Champagne, chocolats, cadeaux…

Et Sophie Richard, en patronne de réseau attentive et protectrice, ne laisse rien au hasard. Ses licenciés, elle les couve. Tous font leurs premiers pas à ses côtés. C’est elle qui assure leur formation sur le terrain de façon à leur éviter le parcours du combattant. Elle leur apprend à rentrer un mandat en viager, à rédiger un compromis en viager… « Etant moi-même viagériste, je sais comment communiquer, vendre, ce qu’il faut faire et ne pas faire…, poursuit Sophie Richard. La vente en viager est très différente de la transaction immobilière classique. En général, les clients ont beaucoup d’idées reçues sur le viager et une connaissance trop partielle de cette vente. Or, tout ce que l’on ne connaît pas fait peur. Il faut donc les rassurer. Avec de la pédagogie, les barrières psychologiques tombent.»

La spécialité en viager revalorise le métier d’agent immobilier

A la clé, Sophie Richard l’assure, il y a la reconnaissance, la considération des clients, qu’ils expriment souvent avec une boîte de chocolat ou une bouteille de champagne, et la satisfaction d’avoir été utile. Tout en s’assurant une rémunération très attractive. La spécialité en viager revalorise vraiment le métier d’agent immobilier. Exit, l’image du porteur de clé qui colle trop souvent à la peau des professionnels de l’immobilier. Chez Viagimmo, les clients les considèrent comme des experts.

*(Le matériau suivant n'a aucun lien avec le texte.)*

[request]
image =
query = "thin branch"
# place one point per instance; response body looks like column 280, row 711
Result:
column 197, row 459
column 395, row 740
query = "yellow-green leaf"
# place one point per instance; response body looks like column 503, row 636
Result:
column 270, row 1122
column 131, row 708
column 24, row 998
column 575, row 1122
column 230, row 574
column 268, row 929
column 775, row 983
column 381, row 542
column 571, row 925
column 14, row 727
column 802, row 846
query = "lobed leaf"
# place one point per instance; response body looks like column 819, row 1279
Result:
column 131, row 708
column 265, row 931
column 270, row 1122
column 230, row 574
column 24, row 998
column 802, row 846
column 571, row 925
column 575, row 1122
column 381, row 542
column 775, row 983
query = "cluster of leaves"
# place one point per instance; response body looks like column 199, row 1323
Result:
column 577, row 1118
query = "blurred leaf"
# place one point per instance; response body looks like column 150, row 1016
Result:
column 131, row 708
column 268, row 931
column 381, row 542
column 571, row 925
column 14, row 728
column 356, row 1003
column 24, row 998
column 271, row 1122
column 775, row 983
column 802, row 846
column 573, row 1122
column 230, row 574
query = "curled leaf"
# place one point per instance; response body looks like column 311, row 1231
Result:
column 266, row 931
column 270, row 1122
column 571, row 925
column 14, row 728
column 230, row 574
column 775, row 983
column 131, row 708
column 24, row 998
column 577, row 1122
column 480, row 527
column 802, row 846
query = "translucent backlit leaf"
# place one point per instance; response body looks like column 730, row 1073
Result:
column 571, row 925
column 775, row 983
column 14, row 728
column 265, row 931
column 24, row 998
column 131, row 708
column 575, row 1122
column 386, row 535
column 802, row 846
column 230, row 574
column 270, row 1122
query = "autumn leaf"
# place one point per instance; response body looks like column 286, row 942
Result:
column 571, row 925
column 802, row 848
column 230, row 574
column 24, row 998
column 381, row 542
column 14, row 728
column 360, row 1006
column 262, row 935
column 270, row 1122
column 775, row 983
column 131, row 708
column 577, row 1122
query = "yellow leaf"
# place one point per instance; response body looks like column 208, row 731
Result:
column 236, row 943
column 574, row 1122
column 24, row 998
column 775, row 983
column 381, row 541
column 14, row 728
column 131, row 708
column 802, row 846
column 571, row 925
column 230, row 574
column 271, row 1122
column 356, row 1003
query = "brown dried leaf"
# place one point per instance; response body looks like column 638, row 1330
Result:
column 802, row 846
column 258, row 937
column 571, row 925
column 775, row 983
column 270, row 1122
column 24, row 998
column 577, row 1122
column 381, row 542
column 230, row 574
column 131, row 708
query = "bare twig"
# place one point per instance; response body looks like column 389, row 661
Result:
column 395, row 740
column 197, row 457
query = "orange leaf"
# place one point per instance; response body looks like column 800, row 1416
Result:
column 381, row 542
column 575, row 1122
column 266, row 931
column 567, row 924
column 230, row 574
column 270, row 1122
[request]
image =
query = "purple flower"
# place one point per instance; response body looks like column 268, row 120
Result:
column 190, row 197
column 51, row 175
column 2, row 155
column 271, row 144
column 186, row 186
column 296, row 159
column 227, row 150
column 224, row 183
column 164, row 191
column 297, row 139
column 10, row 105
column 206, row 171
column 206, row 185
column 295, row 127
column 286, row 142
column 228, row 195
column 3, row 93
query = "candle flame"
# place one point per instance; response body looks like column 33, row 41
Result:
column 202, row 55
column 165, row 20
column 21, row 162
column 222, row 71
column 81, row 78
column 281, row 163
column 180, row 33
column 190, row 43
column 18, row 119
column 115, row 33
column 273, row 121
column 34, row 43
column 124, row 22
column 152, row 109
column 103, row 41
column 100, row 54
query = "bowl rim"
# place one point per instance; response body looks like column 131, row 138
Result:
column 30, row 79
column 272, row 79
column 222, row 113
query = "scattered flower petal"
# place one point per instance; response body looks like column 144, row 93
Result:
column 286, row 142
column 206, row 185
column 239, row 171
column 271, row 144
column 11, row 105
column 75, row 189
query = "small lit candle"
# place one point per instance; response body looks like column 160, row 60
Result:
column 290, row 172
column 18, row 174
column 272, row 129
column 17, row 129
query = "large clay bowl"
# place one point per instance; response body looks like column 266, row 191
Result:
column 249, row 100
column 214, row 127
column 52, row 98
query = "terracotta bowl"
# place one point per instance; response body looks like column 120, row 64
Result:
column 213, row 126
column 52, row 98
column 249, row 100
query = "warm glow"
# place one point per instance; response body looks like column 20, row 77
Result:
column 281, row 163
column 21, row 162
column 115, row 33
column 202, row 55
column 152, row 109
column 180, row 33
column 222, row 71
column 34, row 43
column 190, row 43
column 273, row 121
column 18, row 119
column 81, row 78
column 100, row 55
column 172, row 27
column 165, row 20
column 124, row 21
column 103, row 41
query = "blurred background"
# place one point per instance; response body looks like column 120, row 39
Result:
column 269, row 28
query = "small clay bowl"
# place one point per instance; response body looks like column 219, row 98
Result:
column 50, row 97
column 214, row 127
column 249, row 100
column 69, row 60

Trop d’idées reçues sur le viager

Le viager, marché de niche, déjà utilisé du temps des Romains, souffre malheureusement encore d’une image qu’il ne mérite pas. Et pourtant, à l’heure où la population, de plus en plus âgée, voit ses besoins médicaux et financiers croître considérablement, il mérite qu’on s’y intéresse. « 7 Français sur 10 se disent inquiets pour leur retraite, reprend la directrice de réseau. Le viager apporte une réponse apaisée à nos problématiques actuelles que sont le financement de la dépendance et l’accession à la propriété, jugée de plus en plus difficile par les Français. C’est une solution moderne, presque un dispositif « d’utilité publique.»

90 % de mandats en exclusivité

D’ailleurs, Sophie Richard constate tous les jours les besoins des Français puisqu’à l’inverse d’un agent immobilier traditionnel, elle ne fait aucune prospection. Les séniors viennent à elle naturellement pour solutionner leurs problèmes. Et 90 % de ses mandats sont en exclusivité. Elle n’a pas non plus à convaincre les agents immobiliers de rejoindre son réseau. Ceux qui s’adressent à elle ont compris qu’il faut aujourd’hui se spécialiser pour exister sur un marché saturé d’agences immobilières et que le viager est un formidable moteur de croissance pour leur entreprise. « La vente viagère n’a que des atouts, conclut Sophie Richard. Les clients ne négocient jamais mes honoraires. Ils oscillent entre 7 et 8% sur la valeur vénale du bien. Et grâce au viager, le métier d’agent immobilier redevient passionnant : se lever le matin et ne pas avoir à se battre contre une concurrence féroce, être reconnu comme un sachant, un spécialiste, humainement et intellectuellement, c’est riche ! »

Pour rappel, le dispositif de vente en viager permet aux personnes âgées d’augmenter leurs revenus tout en restant ou non à leur domicile et aux particuliers de réaliser un investissement immobilier (viager occupé) ou d’acheter leur résidence principale à moindre coût (viager libre).